US documents reveal Tojo’s ashes spread in Pacific
They were said to have been stolen by Right-wingers as an object of reverence and later blown up by Left-wingers as a symbol of repression. Now, the truth has emerged about the ashes of General Hideki Tojo, the Japanese prime minister hanged as a war criminal after World War II.
Newly uncovered American historical documents appear to contradict claims that the militarist leader’s remains were preserved and enshrined in a Buddhist temple. Instead, they were flown out to sea and scattered over a wide area to frustrate any effort to establish them as objects of pilgrimage.
A Japanese historian, Hiroaki Takazawa of Nihon University,
has revealed the documents three years after finding them in the
United States National Archives and Records Administration.
After being convicted, Tojo was hanged on December 23, 1948, together with six other wartime leaders, including General Iwane Matsui, who was responsible for the Nanjing Massacre.
In 1958, six years after the end of the US occupation of Japan, a lawyer for some of the Tokyo defendants, Shohei Sanmonji, said that on December 26 he had gone to the crematorium where the men’s bodies had been burnt and recovered traces of ashes. The documents cast doubt on whether they did belong to the men or were just residue.
Two US reports, dated December 23, 1948, and January 4, 1949, describe the actions taken by US Major Luther Frierson, who oversaw the executions. He accompanied the bodies of the dead men to the crematorium in Yokohama.
The ashes were placed in separate urns and loaded into an army plane.
‘‘We proceeded to a point approximately 30 miles over the Pacific Ocean east of Yokohama where I personally scattered the cremated remains over a wide area,’’ Frierson wrote in his report.

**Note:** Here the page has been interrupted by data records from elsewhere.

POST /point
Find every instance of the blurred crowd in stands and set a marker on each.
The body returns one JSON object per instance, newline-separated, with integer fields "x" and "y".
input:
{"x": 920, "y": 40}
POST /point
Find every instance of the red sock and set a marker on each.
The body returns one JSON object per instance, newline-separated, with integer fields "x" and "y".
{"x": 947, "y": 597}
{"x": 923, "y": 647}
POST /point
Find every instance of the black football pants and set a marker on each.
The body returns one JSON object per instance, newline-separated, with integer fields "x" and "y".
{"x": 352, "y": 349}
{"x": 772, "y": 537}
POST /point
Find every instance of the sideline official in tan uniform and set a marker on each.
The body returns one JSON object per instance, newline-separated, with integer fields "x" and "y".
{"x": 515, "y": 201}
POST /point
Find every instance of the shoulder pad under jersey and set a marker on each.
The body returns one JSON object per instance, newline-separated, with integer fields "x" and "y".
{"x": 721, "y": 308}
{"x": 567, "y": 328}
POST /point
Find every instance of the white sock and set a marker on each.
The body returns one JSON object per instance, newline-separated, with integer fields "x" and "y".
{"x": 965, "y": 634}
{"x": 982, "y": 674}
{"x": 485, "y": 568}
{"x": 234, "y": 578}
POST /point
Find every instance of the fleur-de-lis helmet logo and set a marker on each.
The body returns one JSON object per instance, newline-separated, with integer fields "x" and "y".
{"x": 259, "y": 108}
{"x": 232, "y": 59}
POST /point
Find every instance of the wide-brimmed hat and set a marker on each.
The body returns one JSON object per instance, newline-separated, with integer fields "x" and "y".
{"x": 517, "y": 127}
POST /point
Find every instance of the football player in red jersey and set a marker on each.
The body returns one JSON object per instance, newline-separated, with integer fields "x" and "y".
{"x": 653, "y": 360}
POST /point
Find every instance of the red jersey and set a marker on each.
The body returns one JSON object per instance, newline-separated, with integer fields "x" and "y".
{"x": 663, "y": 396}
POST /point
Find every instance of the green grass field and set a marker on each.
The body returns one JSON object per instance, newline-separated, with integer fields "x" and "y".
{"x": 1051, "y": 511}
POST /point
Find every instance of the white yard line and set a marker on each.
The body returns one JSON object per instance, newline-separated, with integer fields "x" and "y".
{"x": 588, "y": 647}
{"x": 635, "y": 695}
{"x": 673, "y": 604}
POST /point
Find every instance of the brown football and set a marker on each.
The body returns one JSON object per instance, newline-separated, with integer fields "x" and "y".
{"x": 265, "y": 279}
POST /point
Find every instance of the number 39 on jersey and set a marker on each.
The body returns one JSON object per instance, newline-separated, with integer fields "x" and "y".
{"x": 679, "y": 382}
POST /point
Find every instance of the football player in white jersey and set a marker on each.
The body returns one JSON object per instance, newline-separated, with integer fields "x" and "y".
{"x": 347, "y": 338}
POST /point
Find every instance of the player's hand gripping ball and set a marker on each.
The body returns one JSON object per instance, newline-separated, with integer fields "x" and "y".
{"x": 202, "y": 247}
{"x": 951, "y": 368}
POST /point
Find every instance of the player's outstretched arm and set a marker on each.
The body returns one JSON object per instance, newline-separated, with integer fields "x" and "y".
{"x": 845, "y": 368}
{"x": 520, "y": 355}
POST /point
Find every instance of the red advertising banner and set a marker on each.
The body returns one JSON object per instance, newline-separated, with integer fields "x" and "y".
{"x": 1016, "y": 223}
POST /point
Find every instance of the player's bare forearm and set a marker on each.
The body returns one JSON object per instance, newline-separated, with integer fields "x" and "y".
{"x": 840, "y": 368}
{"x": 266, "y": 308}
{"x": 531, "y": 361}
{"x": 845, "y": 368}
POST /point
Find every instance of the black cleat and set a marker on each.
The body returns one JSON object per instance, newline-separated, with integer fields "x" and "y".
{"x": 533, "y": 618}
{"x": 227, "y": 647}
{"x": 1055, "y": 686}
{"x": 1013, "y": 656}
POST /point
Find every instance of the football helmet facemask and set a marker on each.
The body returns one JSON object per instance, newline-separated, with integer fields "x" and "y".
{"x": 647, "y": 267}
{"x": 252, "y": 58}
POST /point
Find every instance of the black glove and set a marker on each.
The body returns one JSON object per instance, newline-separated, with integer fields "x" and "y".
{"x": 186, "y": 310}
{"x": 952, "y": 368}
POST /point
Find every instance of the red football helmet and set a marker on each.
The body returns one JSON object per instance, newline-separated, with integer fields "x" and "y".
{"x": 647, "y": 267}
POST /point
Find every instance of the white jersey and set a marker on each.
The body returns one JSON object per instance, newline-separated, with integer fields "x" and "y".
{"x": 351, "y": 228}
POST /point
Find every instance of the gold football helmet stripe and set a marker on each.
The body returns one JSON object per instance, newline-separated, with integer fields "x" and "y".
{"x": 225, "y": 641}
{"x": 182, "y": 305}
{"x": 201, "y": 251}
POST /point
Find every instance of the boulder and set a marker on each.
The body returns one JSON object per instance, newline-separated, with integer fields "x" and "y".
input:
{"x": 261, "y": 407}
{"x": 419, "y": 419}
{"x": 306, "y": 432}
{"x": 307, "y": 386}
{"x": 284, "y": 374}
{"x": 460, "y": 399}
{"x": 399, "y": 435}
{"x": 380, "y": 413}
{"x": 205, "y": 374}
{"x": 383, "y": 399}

William Sebald, aide to General Douglas MacArthur, the occupation’s supreme commander, wrote later that the ashes were scattered to prevent the leaders being ‘‘deified’’.
The ashes scooped up by Sanmonji were preserved in Koa Kannon, a Buddhist temple. In 1959 a monument was erected there and in 1960 some of the ashes were buried on Mt Sangane. In 1971 the first monument was blown up.